LO QUE HACEMOS CON LOS LIBROS

Hace unos días, una lectora asidua de este blog dejó un comentario en el que contaba la anécdota de un anciano maravilloso enamorado de los libros que sufría una rabieta cuando unos jovencitos imprudentes –a los que presupongo sus nietos- le ordenaban el despacho y cometían la osadía de no dejar los libros en el sitio exacto que él les había destinado. Prometí entonces una entrada sobre las pequeñas manías y hábitos que tenemos los que disfrutamos con la lectura y amamos los libros, y desde entonces le había dado algunas vueltas al tema, que me divierte porque me trae recuerdos de mucha gente a la que aprecio. Pero ayer por la tarde sucedió algo que me ha impulsado a sentarme a escribir sin más dilación.

Durante la reunión mensual de nuestro club de lectores, hubo un momento en que olvidamos por completo la novela que estábamos comentando para prestar atención a un detalle curioso. Ocurrió cuando una de las componentes veteranas del club confesó que ella distingue muy bien los libros que le pertenecen por las marcas que deja en el lomo a base de abrirlos mucho mientras los lee, a diferencia de otra persona cercana a ella que los tiene impolutos porque apenas los abre lo justo para poder ver su contenido. Empezamos entonces todos a poner en común nuestras costumbres: algunos, como yo, se horrorizaban ante la posibilidad de forzar lo que nos parece el ángulo respetuoso para que el pobre volumen no se sienta maltratado; otros defendían la comodidad en la lectura e incluso hacían una demostración práctica abriendo hasta casi volver del revés el libro que tenían entre las manos, que no era otro que El callejón de los milagros de Naguib Mahfuz (afortunadamente, con una encuadernación muy resistente). Los más escrupulosos poníamos un gesto de espanto, como si nos doliera físicamente la demostración; los más desenvueltos la secundaban o la imitaban incluso. Durante aquel pequeño alboroto en que todos hablábamos a la vez, la persona sentada a mi izquierda –otra de las veteranas del club- se inclinó hacia mí y me dijo: “Hay qué ver, lo que da de sí este simple detalle”. Yo me limité a asentir con la cabeza, meditando sobre la casualidad de que en pocos días volviera a salir el tema de los pequeños hábitos referentes a los libros. Estaba claro: esta era una entrada que tenía que escribir. Aquí la tenéis, por tanto. Su título completo podría ser “Lo que hacemos con los libros y lo que eso denota de la personalidad de cada cual”. Pero mejor dejémoslo en “Lo que hacemos con los libros”, para abreviar.
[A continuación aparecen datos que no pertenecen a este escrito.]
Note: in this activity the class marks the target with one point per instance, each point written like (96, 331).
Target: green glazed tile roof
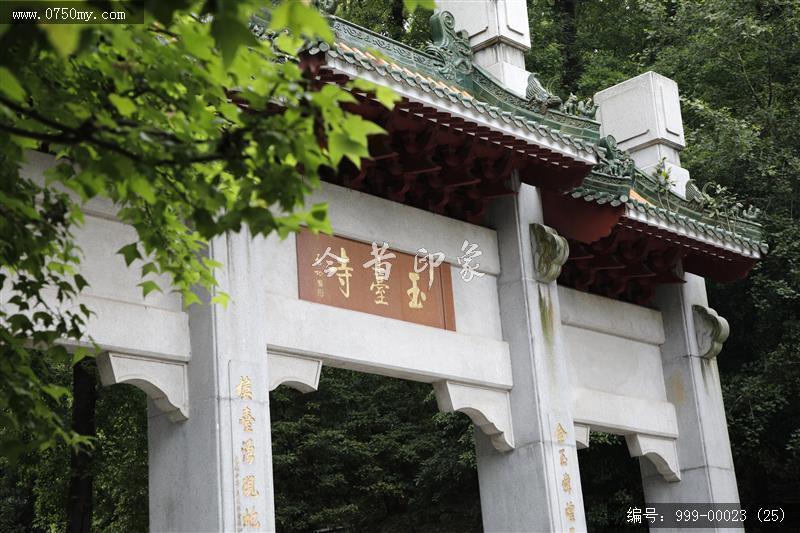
(445, 70)
(616, 181)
Tengo un amigo que es experto en perder libros en lugares públicos. Seamos justos: es experto en perder objetos en general, pero a mí la pérdida de un libro me llega al alma especialmente. Este amigo en cuestión parece haberse especializado en medios de transporte: ha dejado olvidados unos cuantos libros, propios y ajenos, en trenes y autobuses. Comenta, con mucho humor, que debe de haber alguien que va detrás de él a todas partes y que está haciendo su agosto a costa de sus despistes. Al menos, ese hipotético perseguidor se estará haciendo una cultura, si es que ha llegado a leerse todos sus libros perdidos.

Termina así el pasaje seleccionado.